A casa de Jacó era bem feita, toda de tijolo, cobertas com telhas, como eram as casas dos vaqueiros da Fazenda Mombaça do senhor de terras Orlando Martins, fazendeiro rico e dono de amplos cercados, herdeiro do seu tataravô. O restante das propriedades estava dividido com os outros irmãos e a família de Orlando, inclusive o seu pai, Gaudêncio Martins, mais conhecido como o “Velho”. Nessa noite de estio, Orlando Martins não soube da morte do boi, coisa bem comum no sertão brabo das caatingas do velho interior. Ela apenas resmungava de uma picada sentida no braço direito próximo ao ombro. Mesmo assim, Orlando tomou banho e comeu um pouco de coalhada com queijo sem muito conversar com as criadas da cozinha. Apenas a menina Amanda apareceu junto à mesa com seu chambre, o consolo e o pano amarrado no consolo descendo para o chão. O homem colocou a menina no colo e continuou a fazer a sua refeição. Laura, a sua esposa, foi que apareceu na porta a buscar a menina. A criança estava a dormir naquela hora e acordou com a zoada do carro, talvez. E ficou por alí fazendo suas estripulias até o pai chegar à mesa. A empregada ainda brincou com a garota antes da mesma se sentar ao colo do patrão. Laura não viu, porque estava no quarto ajeitando a cama para Orlando.

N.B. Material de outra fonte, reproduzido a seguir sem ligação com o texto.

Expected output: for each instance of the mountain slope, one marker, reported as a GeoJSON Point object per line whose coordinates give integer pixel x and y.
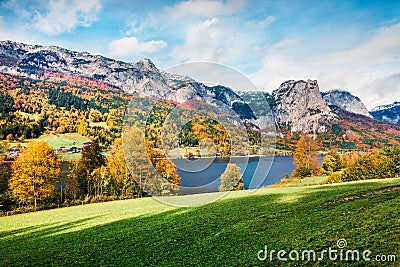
{"type": "Point", "coordinates": [345, 101]}
{"type": "Point", "coordinates": [141, 77]}
{"type": "Point", "coordinates": [299, 106]}
{"type": "Point", "coordinates": [389, 113]}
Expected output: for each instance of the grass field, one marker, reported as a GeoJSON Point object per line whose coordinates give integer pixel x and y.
{"type": "Point", "coordinates": [66, 140]}
{"type": "Point", "coordinates": [228, 232]}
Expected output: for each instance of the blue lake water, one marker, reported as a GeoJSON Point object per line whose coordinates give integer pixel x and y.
{"type": "Point", "coordinates": [203, 175]}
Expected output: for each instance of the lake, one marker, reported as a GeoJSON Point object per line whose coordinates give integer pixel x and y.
{"type": "Point", "coordinates": [203, 174]}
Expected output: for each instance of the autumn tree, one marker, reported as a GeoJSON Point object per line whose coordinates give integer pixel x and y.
{"type": "Point", "coordinates": [231, 179]}
{"type": "Point", "coordinates": [35, 173]}
{"type": "Point", "coordinates": [145, 165]}
{"type": "Point", "coordinates": [332, 162]}
{"type": "Point", "coordinates": [305, 158]}
{"type": "Point", "coordinates": [120, 180]}
{"type": "Point", "coordinates": [84, 172]}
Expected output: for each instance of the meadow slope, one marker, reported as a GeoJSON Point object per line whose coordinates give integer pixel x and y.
{"type": "Point", "coordinates": [228, 232]}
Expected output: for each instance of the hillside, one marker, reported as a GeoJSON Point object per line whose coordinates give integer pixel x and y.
{"type": "Point", "coordinates": [48, 89]}
{"type": "Point", "coordinates": [229, 232]}
{"type": "Point", "coordinates": [389, 113]}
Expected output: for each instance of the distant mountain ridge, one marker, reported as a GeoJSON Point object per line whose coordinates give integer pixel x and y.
{"type": "Point", "coordinates": [389, 113]}
{"type": "Point", "coordinates": [346, 101]}
{"type": "Point", "coordinates": [295, 105]}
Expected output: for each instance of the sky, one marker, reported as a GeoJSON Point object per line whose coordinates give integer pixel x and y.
{"type": "Point", "coordinates": [348, 45]}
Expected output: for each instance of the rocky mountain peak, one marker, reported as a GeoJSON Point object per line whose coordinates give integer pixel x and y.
{"type": "Point", "coordinates": [346, 101]}
{"type": "Point", "coordinates": [388, 113]}
{"type": "Point", "coordinates": [146, 65]}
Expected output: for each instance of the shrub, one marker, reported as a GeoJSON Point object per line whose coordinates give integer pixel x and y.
{"type": "Point", "coordinates": [302, 172]}
{"type": "Point", "coordinates": [231, 179]}
{"type": "Point", "coordinates": [335, 177]}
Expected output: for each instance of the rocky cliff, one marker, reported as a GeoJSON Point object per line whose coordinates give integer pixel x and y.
{"type": "Point", "coordinates": [388, 113]}
{"type": "Point", "coordinates": [345, 101]}
{"type": "Point", "coordinates": [300, 107]}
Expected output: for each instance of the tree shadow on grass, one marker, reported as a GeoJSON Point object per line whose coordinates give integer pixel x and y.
{"type": "Point", "coordinates": [224, 233]}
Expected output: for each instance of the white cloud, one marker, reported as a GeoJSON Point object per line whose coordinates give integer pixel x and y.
{"type": "Point", "coordinates": [129, 46]}
{"type": "Point", "coordinates": [210, 40]}
{"type": "Point", "coordinates": [357, 69]}
{"type": "Point", "coordinates": [134, 27]}
{"type": "Point", "coordinates": [66, 15]}
{"type": "Point", "coordinates": [203, 8]}
{"type": "Point", "coordinates": [263, 23]}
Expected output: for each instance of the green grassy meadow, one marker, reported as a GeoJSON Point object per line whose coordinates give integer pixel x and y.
{"type": "Point", "coordinates": [227, 232]}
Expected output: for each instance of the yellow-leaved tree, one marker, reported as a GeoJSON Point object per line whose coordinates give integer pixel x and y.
{"type": "Point", "coordinates": [305, 157]}
{"type": "Point", "coordinates": [231, 179]}
{"type": "Point", "coordinates": [35, 173]}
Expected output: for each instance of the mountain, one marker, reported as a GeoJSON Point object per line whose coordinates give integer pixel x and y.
{"type": "Point", "coordinates": [300, 107]}
{"type": "Point", "coordinates": [345, 101]}
{"type": "Point", "coordinates": [142, 77]}
{"type": "Point", "coordinates": [294, 106]}
{"type": "Point", "coordinates": [389, 113]}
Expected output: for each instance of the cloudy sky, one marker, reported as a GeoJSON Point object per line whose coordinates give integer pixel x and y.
{"type": "Point", "coordinates": [351, 45]}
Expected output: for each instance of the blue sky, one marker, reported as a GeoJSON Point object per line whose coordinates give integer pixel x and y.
{"type": "Point", "coordinates": [351, 45]}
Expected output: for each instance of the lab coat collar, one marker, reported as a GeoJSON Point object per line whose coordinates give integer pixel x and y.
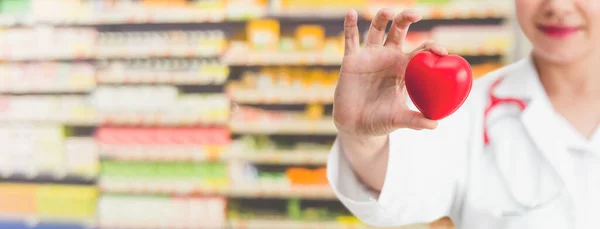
{"type": "Point", "coordinates": [523, 82]}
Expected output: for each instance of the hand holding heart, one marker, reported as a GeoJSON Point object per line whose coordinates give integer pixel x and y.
{"type": "Point", "coordinates": [371, 94]}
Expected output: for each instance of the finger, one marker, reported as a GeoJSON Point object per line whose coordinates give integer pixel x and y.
{"type": "Point", "coordinates": [413, 120]}
{"type": "Point", "coordinates": [351, 37]}
{"type": "Point", "coordinates": [430, 46]}
{"type": "Point", "coordinates": [377, 29]}
{"type": "Point", "coordinates": [400, 27]}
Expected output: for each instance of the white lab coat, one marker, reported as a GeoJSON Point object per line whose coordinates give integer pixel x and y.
{"type": "Point", "coordinates": [535, 173]}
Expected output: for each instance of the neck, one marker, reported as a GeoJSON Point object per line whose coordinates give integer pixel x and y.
{"type": "Point", "coordinates": [578, 79]}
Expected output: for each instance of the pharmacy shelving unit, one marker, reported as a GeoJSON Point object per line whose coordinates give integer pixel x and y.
{"type": "Point", "coordinates": [142, 116]}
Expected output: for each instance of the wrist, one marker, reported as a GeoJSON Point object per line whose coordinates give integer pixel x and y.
{"type": "Point", "coordinates": [364, 147]}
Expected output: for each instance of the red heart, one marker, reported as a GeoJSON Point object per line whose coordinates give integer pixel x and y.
{"type": "Point", "coordinates": [438, 85]}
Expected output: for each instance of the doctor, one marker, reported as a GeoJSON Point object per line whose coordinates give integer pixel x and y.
{"type": "Point", "coordinates": [522, 152]}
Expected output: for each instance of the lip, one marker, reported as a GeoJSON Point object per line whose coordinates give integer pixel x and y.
{"type": "Point", "coordinates": [558, 31]}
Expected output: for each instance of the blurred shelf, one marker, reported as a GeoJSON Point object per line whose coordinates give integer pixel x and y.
{"type": "Point", "coordinates": [36, 221]}
{"type": "Point", "coordinates": [283, 157]}
{"type": "Point", "coordinates": [95, 56]}
{"type": "Point", "coordinates": [245, 58]}
{"type": "Point", "coordinates": [453, 10]}
{"type": "Point", "coordinates": [45, 89]}
{"type": "Point", "coordinates": [282, 96]}
{"type": "Point", "coordinates": [234, 13]}
{"type": "Point", "coordinates": [292, 224]}
{"type": "Point", "coordinates": [199, 154]}
{"type": "Point", "coordinates": [121, 120]}
{"type": "Point", "coordinates": [158, 81]}
{"type": "Point", "coordinates": [157, 120]}
{"type": "Point", "coordinates": [162, 153]}
{"type": "Point", "coordinates": [324, 126]}
{"type": "Point", "coordinates": [47, 179]}
{"type": "Point", "coordinates": [328, 58]}
{"type": "Point", "coordinates": [173, 187]}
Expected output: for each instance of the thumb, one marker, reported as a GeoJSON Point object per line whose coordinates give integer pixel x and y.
{"type": "Point", "coordinates": [413, 120]}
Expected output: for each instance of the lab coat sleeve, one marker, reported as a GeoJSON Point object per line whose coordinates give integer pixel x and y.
{"type": "Point", "coordinates": [424, 178]}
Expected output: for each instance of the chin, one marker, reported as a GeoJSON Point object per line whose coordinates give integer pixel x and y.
{"type": "Point", "coordinates": [561, 56]}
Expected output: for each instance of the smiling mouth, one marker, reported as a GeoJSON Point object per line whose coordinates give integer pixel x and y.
{"type": "Point", "coordinates": [556, 31]}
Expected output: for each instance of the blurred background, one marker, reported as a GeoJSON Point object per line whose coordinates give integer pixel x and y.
{"type": "Point", "coordinates": [192, 113]}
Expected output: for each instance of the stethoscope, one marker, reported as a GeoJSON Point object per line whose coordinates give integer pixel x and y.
{"type": "Point", "coordinates": [494, 102]}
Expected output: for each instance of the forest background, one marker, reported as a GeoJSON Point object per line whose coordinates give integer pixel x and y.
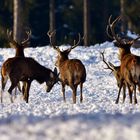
{"type": "Point", "coordinates": [68, 17]}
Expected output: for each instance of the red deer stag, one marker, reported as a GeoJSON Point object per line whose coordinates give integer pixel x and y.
{"type": "Point", "coordinates": [26, 69]}
{"type": "Point", "coordinates": [72, 71]}
{"type": "Point", "coordinates": [130, 63]}
{"type": "Point", "coordinates": [117, 74]}
{"type": "Point", "coordinates": [19, 47]}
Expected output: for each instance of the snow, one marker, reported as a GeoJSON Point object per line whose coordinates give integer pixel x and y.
{"type": "Point", "coordinates": [48, 117]}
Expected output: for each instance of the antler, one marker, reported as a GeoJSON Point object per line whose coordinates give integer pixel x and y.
{"type": "Point", "coordinates": [107, 64]}
{"type": "Point", "coordinates": [28, 37]}
{"type": "Point", "coordinates": [75, 44]}
{"type": "Point", "coordinates": [9, 34]}
{"type": "Point", "coordinates": [51, 35]}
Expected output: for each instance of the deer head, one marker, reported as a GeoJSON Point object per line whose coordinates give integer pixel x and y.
{"type": "Point", "coordinates": [62, 55]}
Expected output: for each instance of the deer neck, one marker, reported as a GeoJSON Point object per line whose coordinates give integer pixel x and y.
{"type": "Point", "coordinates": [19, 52]}
{"type": "Point", "coordinates": [123, 52]}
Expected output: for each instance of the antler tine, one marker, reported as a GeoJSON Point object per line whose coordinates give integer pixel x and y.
{"type": "Point", "coordinates": [9, 34]}
{"type": "Point", "coordinates": [50, 35]}
{"type": "Point", "coordinates": [108, 66]}
{"type": "Point", "coordinates": [107, 31]}
{"type": "Point", "coordinates": [76, 44]}
{"type": "Point", "coordinates": [28, 37]}
{"type": "Point", "coordinates": [135, 40]}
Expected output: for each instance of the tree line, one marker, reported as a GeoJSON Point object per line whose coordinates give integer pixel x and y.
{"type": "Point", "coordinates": [68, 17]}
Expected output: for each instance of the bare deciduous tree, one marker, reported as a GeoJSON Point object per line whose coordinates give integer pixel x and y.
{"type": "Point", "coordinates": [86, 13]}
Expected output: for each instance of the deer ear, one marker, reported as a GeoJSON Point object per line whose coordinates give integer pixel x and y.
{"type": "Point", "coordinates": [55, 70]}
{"type": "Point", "coordinates": [111, 65]}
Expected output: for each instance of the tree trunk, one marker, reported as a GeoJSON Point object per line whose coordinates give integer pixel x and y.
{"type": "Point", "coordinates": [124, 22]}
{"type": "Point", "coordinates": [86, 23]}
{"type": "Point", "coordinates": [52, 17]}
{"type": "Point", "coordinates": [18, 20]}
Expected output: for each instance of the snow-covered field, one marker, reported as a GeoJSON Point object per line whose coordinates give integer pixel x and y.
{"type": "Point", "coordinates": [47, 117]}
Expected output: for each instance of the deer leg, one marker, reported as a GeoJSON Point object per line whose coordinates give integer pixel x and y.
{"type": "Point", "coordinates": [3, 83]}
{"type": "Point", "coordinates": [23, 88]}
{"type": "Point", "coordinates": [135, 96]}
{"type": "Point", "coordinates": [63, 92]}
{"type": "Point", "coordinates": [26, 95]}
{"type": "Point", "coordinates": [13, 85]}
{"type": "Point", "coordinates": [81, 95]}
{"type": "Point", "coordinates": [74, 89]}
{"type": "Point", "coordinates": [130, 93]}
{"type": "Point", "coordinates": [121, 84]}
{"type": "Point", "coordinates": [124, 92]}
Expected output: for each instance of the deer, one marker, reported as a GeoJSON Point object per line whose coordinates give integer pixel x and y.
{"type": "Point", "coordinates": [72, 71]}
{"type": "Point", "coordinates": [130, 63]}
{"type": "Point", "coordinates": [117, 74]}
{"type": "Point", "coordinates": [19, 47]}
{"type": "Point", "coordinates": [26, 69]}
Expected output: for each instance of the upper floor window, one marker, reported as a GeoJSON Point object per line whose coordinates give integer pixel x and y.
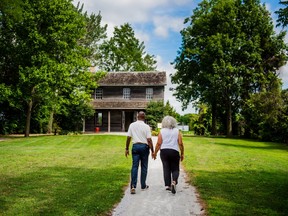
{"type": "Point", "coordinates": [126, 93]}
{"type": "Point", "coordinates": [98, 93]}
{"type": "Point", "coordinates": [149, 93]}
{"type": "Point", "coordinates": [99, 118]}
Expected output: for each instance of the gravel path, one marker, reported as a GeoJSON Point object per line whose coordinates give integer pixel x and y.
{"type": "Point", "coordinates": [156, 200]}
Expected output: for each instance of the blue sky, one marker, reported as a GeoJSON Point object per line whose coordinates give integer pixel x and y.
{"type": "Point", "coordinates": [158, 23]}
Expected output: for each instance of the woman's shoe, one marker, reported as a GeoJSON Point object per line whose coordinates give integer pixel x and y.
{"type": "Point", "coordinates": [173, 187]}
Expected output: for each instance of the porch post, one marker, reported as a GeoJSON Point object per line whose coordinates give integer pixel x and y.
{"type": "Point", "coordinates": [109, 121]}
{"type": "Point", "coordinates": [123, 121]}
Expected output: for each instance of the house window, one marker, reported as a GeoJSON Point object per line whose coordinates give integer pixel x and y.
{"type": "Point", "coordinates": [149, 93]}
{"type": "Point", "coordinates": [99, 119]}
{"type": "Point", "coordinates": [98, 93]}
{"type": "Point", "coordinates": [126, 93]}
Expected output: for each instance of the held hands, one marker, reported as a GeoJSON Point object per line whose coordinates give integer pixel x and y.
{"type": "Point", "coordinates": [126, 153]}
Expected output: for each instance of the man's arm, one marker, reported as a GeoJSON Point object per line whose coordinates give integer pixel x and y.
{"type": "Point", "coordinates": [158, 145]}
{"type": "Point", "coordinates": [150, 144]}
{"type": "Point", "coordinates": [128, 140]}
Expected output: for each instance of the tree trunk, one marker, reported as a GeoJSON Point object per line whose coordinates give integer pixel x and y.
{"type": "Point", "coordinates": [214, 119]}
{"type": "Point", "coordinates": [28, 118]}
{"type": "Point", "coordinates": [50, 123]}
{"type": "Point", "coordinates": [229, 118]}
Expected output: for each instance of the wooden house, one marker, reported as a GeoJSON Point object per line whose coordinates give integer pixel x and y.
{"type": "Point", "coordinates": [120, 96]}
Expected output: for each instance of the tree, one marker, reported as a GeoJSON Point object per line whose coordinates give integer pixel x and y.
{"type": "Point", "coordinates": [269, 114]}
{"type": "Point", "coordinates": [47, 64]}
{"type": "Point", "coordinates": [124, 52]}
{"type": "Point", "coordinates": [156, 110]}
{"type": "Point", "coordinates": [282, 14]}
{"type": "Point", "coordinates": [228, 51]}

Isso se deu instantes antes do homem sair do banheiro.
Após esse jantar ligeiro Orlando se levantou da mesa com a menina no colo com a sua mulher a tagarelar inevitavelmente querendo tomar a garota e o homem sem querer soltar a pequena dizendo:
--- Deixa que eu mesmo faça! – comentou sem raiva o senhor Orlando Martins.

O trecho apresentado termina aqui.